La Argentina atraviesa una transformación demográfica que empieza a modificar la estructura de sus hogares y abre interrogantes sobre el futuro del país.
Un estudio del Observatorio del Desarrollo Humano de la Universidad Austral reveló que la tasa de natalidad cayó un 40% desde 2014, mientras que aumentó la proporción de familias monoparentales y el 57% de las viviendas ya no tiene menores de 18 años.
El informe plantea que detrás de estos cambios no existe una única explicación, sino un fenómeno “multicausal” que abarca factores culturales, laborales, económicos y sociales que reconfiguran los proyectos de vida y las decisiones familiares.
La maternidad como elección y no como mandato
La abogada y activista feminista Lala Pasquinelli propone correr el eje del debate y evitar interpretar el fenómeno exclusivamente desde una lógica de preocupación por la baja natalidad.
Para ella, el tema debe leerse como una transformación social. “Es un asunto más que un problema”, sostuvo.
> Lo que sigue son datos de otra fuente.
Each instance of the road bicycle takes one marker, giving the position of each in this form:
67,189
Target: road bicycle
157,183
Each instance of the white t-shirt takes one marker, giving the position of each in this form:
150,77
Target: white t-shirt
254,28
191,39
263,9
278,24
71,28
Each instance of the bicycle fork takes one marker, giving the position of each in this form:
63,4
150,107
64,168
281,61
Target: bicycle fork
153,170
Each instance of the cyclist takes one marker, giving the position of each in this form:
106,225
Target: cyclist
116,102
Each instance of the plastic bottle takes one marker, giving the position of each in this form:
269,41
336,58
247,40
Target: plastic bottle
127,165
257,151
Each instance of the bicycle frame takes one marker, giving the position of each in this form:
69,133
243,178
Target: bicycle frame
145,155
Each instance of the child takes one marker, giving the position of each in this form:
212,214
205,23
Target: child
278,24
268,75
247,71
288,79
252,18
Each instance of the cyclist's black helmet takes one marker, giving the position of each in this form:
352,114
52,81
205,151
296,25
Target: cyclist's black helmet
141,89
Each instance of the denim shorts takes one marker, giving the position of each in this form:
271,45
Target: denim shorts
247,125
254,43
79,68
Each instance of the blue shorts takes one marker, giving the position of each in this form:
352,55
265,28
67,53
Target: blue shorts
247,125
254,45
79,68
Además, advirtió que en distintos países comenzaron a surgir discursos políticos que buscan responsabilizar a las mujeres por la caída de los nacimientos.
Según explicó, algunos sectores de ultraderecha impulsan respuestas centradas en el control sobre los cuerpos femeninos en lugar de analizar los cambios estructurales que atraviesan las sociedades.
La mayor autonomía económica, el acceso sostenido a la educación y la posibilidad de decidir sobre el propio proyecto de vida aparecen como elementos centrales de este proceso.

Un país que envejece y obliga a repensar el futuro
La caída de la natalidad también empieza a modificar la estructura poblacional. Gustavo Peretti, geógrafo y docente de la Universidad Nacional del Litoral, señaló que el envejecimiento poblacional comenzó a acelerarse hace más de una década. “La caída se da en el 2014, pero luego tiene otro piso de caída con la pandemia en el 2020”, manifestó.
El especialista advirtió que estos cambios tendrán impacto en el mercado laboral, en el sostenimiento del sistema previsional y en el diseño de políticas públicas.
En ese marco, la economista y magíster en Género, Sociedad y Políticas, Luisina Logiodice, considera que el país todavía no atraviesa una etapa consolidada de envejecimiento, aunque ya aparecen señales claras. “Argentina todavía no está en una situación de envejecimiento poblacional consolidado, sí empezamos a ver síntomas de que hacia eso vamos”, señaló.
La investigadora agregó que algunas proyecciones de Naciones Unidas ubican hacia la década de 2040 una etapa más marcada de envejecimiento poblacional.
Para los especialistas, el desafío no pasa únicamente por revertir la caída de nacimientos, sino por comprender que detrás del fenómeno existe una transformación profunda: mujeres con mayor acceso a educación, trabajo y autonomía que redefinen los tiempos, las formas y el lugar que ocupa la maternidad dentro de sus proyectos de vida.